The Best Way to Understand Bitcoin Volatility

B.itcoin is one of the most important economic inventions in history. For many people, this means hope and has turned believers from savvy bankers to seasoned CEOs to passionate supporters. However, due to the perceived volatility and endless geopolitical uncertainty, some people consider it unsuitable as a true store of value.

If we look at bitcoin volatility in a historical context, the following data offers a new perspective that makes a compelling case for this digital asset class. Since at least October 2014, the top tercile of Bitcoin volatility has been above 79%. To better understand these numbers, let’s divide Bitcoin volatility into high, medium, and low.

Volatility is best defined as the 30-day standard deviation of the annualized daily log returns. Against this background, the high volatility is 100% or above, the medium volatility between 50% and 100% and the low volatility below 50%. Bitcoin is currently below $ 40,000 and approaching its lows in February.

Bitcoin’s Relative Strength Index (RSI) on a daily chart has been oversold in the past few days. However, an oversold value of 25 is not as significant as the March 2020 value of 14, suggesting that selling pressures may continue in the short term. The table below provides a framework to show that BTC is merely expanding its mean volatility and aligning with other time periods.
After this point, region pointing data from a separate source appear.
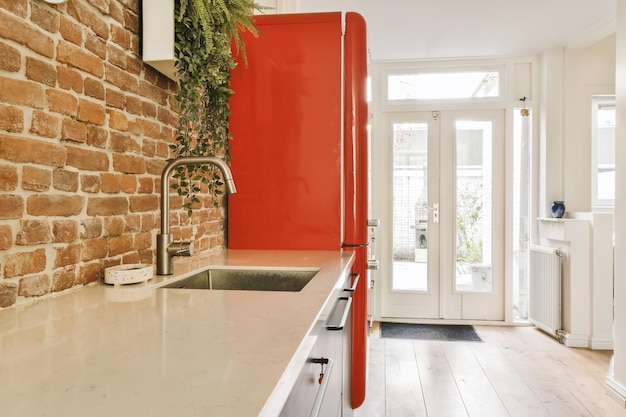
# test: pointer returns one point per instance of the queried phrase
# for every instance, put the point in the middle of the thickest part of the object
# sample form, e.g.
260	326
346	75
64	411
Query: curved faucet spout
164	239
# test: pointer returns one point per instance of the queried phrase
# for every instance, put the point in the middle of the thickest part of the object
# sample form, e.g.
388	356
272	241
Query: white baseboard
602	343
616	391
576	340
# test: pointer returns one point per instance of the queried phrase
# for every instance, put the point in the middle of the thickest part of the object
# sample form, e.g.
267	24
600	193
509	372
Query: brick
74	131
41	72
131	20
116	11
10	58
120	244
132	223
122	143
93	21
129	164
143	241
33	232
90	183
151	129
95	249
148	109
91	112
24	263
94	88
79	58
97	136
19	149
68	255
153	92
121	79
45	125
44	18
91	272
113	226
63	278
64	231
129	184
120	36
167	117
149	222
115	98
18	30
133	64
116	56
117	120
54	205
6	237
87	159
146	185
36	179
17	7
70	31
102	5
25	93
69	79
110	183
143	203
11	206
96	45
91	228
11	118
65	180
8	178
107	206
8	294
62	102
34	286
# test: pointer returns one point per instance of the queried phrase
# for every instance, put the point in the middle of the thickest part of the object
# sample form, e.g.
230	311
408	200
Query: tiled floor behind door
517	372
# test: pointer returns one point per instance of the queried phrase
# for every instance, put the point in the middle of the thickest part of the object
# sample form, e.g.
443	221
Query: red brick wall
84	133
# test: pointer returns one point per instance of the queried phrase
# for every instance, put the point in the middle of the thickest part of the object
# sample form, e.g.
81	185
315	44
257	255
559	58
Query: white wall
587	72
616	382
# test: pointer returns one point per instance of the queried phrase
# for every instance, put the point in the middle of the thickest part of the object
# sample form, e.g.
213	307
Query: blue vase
558	209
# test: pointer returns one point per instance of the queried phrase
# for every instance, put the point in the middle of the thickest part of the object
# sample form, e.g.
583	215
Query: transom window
443	85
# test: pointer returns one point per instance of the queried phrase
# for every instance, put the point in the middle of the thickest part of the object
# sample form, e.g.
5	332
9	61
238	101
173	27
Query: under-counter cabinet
323	386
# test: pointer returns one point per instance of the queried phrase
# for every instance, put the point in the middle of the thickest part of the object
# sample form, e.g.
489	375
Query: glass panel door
474	153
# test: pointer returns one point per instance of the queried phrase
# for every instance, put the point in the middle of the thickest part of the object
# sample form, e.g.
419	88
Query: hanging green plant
205	31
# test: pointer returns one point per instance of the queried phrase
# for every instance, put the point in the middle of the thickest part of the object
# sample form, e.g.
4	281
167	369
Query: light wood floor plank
479	396
518	398
404	389
441	394
517	372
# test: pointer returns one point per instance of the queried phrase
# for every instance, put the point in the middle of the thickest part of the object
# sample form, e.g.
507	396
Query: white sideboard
586	241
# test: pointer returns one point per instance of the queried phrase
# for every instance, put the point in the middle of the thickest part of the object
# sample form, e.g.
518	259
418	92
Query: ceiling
438	29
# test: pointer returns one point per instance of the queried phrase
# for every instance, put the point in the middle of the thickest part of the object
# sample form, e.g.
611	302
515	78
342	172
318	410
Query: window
443	85
603	151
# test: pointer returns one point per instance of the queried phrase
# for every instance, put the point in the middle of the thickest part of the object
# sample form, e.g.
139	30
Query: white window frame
598	101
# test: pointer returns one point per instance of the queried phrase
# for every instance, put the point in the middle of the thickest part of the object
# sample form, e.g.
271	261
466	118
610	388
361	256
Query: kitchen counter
138	350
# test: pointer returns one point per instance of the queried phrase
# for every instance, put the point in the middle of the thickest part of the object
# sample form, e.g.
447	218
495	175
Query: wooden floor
517	371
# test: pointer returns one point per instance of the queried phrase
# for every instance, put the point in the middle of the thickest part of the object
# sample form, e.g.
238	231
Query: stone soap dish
128	274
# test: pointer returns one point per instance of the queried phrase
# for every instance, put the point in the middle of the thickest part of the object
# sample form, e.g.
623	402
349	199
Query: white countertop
142	351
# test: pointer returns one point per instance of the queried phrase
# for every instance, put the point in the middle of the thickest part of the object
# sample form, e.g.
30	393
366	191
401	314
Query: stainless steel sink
246	279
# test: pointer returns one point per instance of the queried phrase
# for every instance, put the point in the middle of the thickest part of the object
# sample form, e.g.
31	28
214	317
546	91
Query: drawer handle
355	282
344	316
321	391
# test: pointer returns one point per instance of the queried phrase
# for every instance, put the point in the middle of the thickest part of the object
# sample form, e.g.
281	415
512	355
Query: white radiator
545	289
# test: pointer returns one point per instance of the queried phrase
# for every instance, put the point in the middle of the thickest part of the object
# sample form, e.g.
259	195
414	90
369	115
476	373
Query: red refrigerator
300	149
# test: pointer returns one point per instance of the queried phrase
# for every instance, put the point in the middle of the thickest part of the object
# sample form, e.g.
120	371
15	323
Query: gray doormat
459	333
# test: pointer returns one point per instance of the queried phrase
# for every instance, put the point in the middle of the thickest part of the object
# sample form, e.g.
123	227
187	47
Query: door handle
435	210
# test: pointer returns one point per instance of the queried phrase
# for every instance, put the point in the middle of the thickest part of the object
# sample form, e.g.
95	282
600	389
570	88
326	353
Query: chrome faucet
166	247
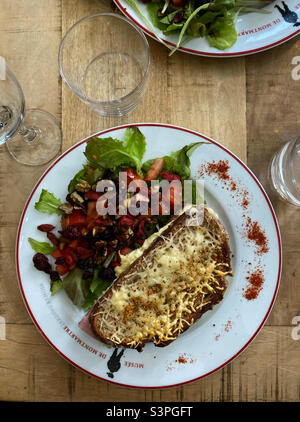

The strongest antithesis to periods of medium to high Bitcoin volatility is the non-discretionary asymptotic monetary policy. Of course, there are at least two dimensions that make Bitcoin a unique value proposition: First, it has an integrated asymptotic supply curve with a perpetual limit of 21 million Bitcoin. Second, it exhibits an exponential demand curve largely derived from global decentralized interests and under-banked communities.

Bitcoin inflation versus time

Can Bitcoin overcome its volatility problem over time?

If Bitcoin is to become a practical store of value, its medium to high volatility must stabilize over time. As a rule, a store of value that increases in value over time (like Bitcoin) is more practical than a store of value that is depreciating in value. However, both inflation and deflation can undermine an asset’s role as a value maintenance mechanism. In this case, Microstrategy CEO Michael Saylor recently faced a difficult decision to find a place to put extra cash on the company’s balance sheet.

In his view, holding Fiat was analogous to holding a melting ice cube on a hot summer day. In other words, if he did nothing, his company’s purchasing power would slowly fade in the years to come. He says: “The consumer price index (CPI) is a misleading measure of inflation. Volatility is a misleading measure of risk. The former distracts us from the problem, while the latter distracts us from the solution. “

Michael Saylor and his corporate executives evaluated the various options to maintain his public company’s balance sheet and kept coming back to Bitcoin. “There is a monetary planet of $ 500 trillion and the outer layer is the currency. Then there are stocks, bonds, and real estate. There is $ 10 trillion worth of gold there and $ 1 trillion of bitcoin there. Bitcoin will flip gold and wrap the whole thing up Gold market Cap, ”says Saylor.

Bottom line:

It would be unreasonable to expect Bitcoin to move from virtual irrelevance to a global monetary base that competes with sovereign central banks without volatility. The medium-term Bitcoin trend is around 20% below the 100-day moving average. Volatility alone is not an argument that Bitcoin is a store of value. During Bitcoin’s relatively short lifespan, volatility has moved downward with ever increasing market capitalization and increasing market volume.

The views and opinions expressed are those of the author and do not necessarily reflect those of Nasdaq, Inc.